At Manna House we offer hospitality to the demonized. The people who come to Manna House as guests carry labels that demonize them. They are “homeless.” “Crackheads” “Crazy.” “Panhandlers.” “Lazy.” “Dangerous.” “Drunks.” “Addicts.” And some are given derogatory slang names that demonize them for being “Queer,” or “Trans.” The demonizing makes it easy to blame them for being on the streets. They are at fault, not the lousy economic and political systems that favor the powerful, not the churches, not any of us who are hard-working, responsible, clean-living people.
Going right along with demonizing those on the streets is the theologically sanctioned demonizing distinction between the “saved” and the “damned.” Those on the streets are damned and need to be saved. Thus the “rescue missions” that dot urban centers. Get saved and get off the streets.
I started down this line of reflection in response to Fr. Gregory Boyle who wrote, “Jesus stands with the demonized until the demonizing stops.” Boyle rightly sees that Jesus rejects the demonizing and asserts a divinizing of the damned. In a biblical passage that is central for the practice of hospitality, Jesus goes so far as to say, “whatever you do unto the least of these [the damned], you do unto me” (Matthew 25:31-46).
As I was having these high thoughts on Thursday morning before Manna House opened, I was interrupted by a woman’s voice, not melodious but grating like fingernails on a chalk board. Her voice shattered my meditation with her complaint, “Pete! Pete! There’s a man in a green shirt bothering me. Make him stop!”
The pecking order even among the demonized was alive and well on the front porch. At the low end of that order is this particular guest. She is a lightening-rod for harassment. It is a rare morning when she does not make a complaint that someone is bothering her. She is always ready to take umbrage at what is said around her. She is the “Karen” of Manna House.
And other guests, like the man in the green shirt, know this, and some of them, like him, find it humorous to stir her up. They take pleasure in her anger and her denunciations.
I admit that I find her hard to take as well.
So, at 6:30 in the morning, ninety minutes before Manna House opens, during my morning prayer time, with her voice coming through the open window in the laundry room, I am tempted to respond, “Damn you, can’t you sit quietly on the front porch and leave each other alone?”
But instead, I reluctantly go to the front door and step onto the porch and say to everyone gathered there, “How about we all live in peace until we open?” That is my meager hospitality to the demonized at this moment. Then I walk back inside. I hear no more commotion and no more complaints.

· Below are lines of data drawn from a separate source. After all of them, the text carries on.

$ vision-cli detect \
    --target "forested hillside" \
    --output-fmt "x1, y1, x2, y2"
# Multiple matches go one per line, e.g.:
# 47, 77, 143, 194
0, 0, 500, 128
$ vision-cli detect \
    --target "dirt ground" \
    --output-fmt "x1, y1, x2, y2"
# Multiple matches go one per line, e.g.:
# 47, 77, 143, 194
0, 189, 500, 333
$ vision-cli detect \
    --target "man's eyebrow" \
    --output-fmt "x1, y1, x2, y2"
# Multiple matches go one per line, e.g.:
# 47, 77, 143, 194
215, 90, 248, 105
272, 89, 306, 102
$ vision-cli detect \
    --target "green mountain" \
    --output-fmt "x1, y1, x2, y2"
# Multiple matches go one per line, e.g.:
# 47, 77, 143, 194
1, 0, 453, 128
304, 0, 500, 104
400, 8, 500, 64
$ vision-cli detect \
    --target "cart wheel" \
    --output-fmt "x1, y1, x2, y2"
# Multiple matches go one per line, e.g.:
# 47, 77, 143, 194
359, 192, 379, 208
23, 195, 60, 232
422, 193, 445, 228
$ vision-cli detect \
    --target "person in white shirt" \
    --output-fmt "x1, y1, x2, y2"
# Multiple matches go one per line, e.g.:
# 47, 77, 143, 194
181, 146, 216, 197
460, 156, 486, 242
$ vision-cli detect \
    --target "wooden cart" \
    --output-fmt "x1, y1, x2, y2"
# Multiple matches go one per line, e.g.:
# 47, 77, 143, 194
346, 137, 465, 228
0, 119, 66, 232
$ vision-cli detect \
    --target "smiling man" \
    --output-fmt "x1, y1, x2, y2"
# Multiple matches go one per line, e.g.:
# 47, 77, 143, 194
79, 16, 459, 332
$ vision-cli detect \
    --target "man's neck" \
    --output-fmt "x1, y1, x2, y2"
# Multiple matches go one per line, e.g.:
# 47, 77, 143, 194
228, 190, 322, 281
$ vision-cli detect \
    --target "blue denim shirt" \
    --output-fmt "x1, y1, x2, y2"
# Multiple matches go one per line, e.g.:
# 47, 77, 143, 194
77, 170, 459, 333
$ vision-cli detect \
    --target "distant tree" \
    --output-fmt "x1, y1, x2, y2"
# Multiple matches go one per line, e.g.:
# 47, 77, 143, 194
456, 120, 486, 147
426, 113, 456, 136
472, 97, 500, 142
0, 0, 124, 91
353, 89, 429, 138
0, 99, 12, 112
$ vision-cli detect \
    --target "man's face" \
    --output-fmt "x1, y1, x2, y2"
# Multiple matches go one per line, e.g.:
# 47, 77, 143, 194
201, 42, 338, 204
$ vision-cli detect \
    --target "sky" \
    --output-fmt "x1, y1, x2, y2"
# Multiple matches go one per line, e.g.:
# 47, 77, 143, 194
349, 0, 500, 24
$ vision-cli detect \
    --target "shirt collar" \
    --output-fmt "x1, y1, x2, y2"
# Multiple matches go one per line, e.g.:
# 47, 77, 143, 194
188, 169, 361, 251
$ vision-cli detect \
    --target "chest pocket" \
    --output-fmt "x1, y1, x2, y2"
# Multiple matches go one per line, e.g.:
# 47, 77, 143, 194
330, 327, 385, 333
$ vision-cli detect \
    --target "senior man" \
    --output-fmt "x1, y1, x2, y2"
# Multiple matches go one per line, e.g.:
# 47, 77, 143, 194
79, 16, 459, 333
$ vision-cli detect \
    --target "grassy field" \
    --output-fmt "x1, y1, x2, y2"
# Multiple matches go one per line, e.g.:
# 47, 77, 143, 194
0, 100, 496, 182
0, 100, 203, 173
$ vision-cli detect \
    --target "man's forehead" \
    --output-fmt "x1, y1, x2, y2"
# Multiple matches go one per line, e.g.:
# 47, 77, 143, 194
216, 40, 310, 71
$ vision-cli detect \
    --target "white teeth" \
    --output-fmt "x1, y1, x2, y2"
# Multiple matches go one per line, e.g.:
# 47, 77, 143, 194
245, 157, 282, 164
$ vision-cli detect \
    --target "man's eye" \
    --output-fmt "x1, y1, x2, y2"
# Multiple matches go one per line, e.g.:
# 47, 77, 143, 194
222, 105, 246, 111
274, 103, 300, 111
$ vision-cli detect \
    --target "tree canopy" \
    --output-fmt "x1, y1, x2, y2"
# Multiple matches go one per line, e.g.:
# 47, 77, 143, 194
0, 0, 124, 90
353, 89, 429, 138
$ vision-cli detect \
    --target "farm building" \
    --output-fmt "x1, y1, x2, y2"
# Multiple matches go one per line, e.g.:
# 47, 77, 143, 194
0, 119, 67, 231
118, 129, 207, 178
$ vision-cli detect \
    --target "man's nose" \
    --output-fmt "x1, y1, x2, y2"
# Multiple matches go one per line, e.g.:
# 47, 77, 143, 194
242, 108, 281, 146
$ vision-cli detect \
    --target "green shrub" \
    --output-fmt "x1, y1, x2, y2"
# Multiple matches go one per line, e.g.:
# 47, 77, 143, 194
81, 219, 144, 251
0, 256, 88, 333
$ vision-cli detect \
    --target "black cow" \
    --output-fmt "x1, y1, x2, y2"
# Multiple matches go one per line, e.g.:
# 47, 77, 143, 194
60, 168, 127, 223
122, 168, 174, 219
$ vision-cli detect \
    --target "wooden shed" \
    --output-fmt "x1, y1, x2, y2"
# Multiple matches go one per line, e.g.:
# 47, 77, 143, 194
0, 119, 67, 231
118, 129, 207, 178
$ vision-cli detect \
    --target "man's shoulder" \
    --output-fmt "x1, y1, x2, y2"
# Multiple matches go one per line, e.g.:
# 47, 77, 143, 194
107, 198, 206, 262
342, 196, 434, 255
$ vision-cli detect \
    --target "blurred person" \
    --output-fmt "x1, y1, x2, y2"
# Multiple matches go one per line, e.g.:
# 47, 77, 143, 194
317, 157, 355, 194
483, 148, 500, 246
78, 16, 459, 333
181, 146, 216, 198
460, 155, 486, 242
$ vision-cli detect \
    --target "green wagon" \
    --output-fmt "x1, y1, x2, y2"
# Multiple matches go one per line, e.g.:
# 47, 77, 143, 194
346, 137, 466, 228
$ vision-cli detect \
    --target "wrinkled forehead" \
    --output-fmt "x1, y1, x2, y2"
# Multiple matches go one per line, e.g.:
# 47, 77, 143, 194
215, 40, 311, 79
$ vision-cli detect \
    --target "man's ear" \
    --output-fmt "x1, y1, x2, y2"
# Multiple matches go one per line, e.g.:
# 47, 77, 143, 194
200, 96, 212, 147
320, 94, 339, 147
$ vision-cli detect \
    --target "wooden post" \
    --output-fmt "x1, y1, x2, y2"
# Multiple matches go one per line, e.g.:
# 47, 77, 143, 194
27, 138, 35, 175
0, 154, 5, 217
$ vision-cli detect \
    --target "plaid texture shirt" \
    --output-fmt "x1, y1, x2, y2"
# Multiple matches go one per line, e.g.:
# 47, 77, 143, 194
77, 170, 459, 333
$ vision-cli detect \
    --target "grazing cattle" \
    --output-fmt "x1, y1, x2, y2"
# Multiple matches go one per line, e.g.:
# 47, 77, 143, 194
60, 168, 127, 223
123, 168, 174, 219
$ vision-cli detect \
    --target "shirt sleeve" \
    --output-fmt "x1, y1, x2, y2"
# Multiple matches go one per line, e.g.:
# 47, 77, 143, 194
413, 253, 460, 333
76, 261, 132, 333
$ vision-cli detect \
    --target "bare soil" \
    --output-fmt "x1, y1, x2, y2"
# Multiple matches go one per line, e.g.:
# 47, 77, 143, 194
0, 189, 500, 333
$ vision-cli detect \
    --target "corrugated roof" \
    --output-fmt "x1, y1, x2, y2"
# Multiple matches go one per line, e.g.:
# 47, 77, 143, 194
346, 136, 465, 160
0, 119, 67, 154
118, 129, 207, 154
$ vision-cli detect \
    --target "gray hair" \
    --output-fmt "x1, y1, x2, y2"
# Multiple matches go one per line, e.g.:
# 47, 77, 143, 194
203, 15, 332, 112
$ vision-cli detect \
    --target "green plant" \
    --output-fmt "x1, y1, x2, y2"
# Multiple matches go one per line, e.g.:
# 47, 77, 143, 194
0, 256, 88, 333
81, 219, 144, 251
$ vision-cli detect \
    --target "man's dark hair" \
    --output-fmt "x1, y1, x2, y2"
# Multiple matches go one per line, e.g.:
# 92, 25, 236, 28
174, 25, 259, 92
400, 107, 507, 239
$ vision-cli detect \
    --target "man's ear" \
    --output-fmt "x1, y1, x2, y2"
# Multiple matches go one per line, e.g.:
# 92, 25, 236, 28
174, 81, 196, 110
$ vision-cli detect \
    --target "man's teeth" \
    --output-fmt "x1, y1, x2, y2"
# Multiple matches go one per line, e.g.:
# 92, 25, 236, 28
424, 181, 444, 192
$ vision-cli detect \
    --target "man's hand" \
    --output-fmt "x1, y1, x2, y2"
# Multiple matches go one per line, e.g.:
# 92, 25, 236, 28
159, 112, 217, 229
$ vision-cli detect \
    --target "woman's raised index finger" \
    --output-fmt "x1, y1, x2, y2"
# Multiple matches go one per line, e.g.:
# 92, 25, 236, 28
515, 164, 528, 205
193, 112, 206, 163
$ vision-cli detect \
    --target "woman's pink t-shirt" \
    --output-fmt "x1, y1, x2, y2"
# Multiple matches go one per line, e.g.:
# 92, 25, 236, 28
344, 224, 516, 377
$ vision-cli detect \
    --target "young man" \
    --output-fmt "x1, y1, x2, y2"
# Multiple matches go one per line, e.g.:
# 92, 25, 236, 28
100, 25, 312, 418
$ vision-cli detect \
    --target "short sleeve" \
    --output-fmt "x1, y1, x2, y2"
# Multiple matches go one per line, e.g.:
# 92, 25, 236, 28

I find it as easy as anyone to demonize those I disagree with or whom I find too different from me. When I offer hospitality to the damned, I do so as one who has not been saved. I remain all too willing to damn others. I resonate with St. Paul’s statement, “None are righteous, no not one” (Romans3:10). For Paul, this was to undercut self-righteousness based upon the claim to be saved; a claim used to exclude and demonize those deemed “not saved.”
Hospitality teaches a different way from dividing people into “saved” and “unsaved,” between “godly” and “ungodly.” When we practice hospitality, like Jesus, we recognize that we are all in this together, that we are all broken and in need of healing, that all of us need compassion, respect, love.
If there is any salvation for any of us (the very word “salvation” comes from “salve” which means to heal), it is in the gracious healing of our mutual love for each other. We are all made in God’s image, all people for whom Jesus lived and died and rose from the dead, all people to whom God offers grace.
In Jesus, God stands with the demonized, until there are no more demonized. And if I am going to follow Jesus, that is my call too, especially with those I find most difficult and damnable, like the man in the green shirt and the woman on the front porch this morning.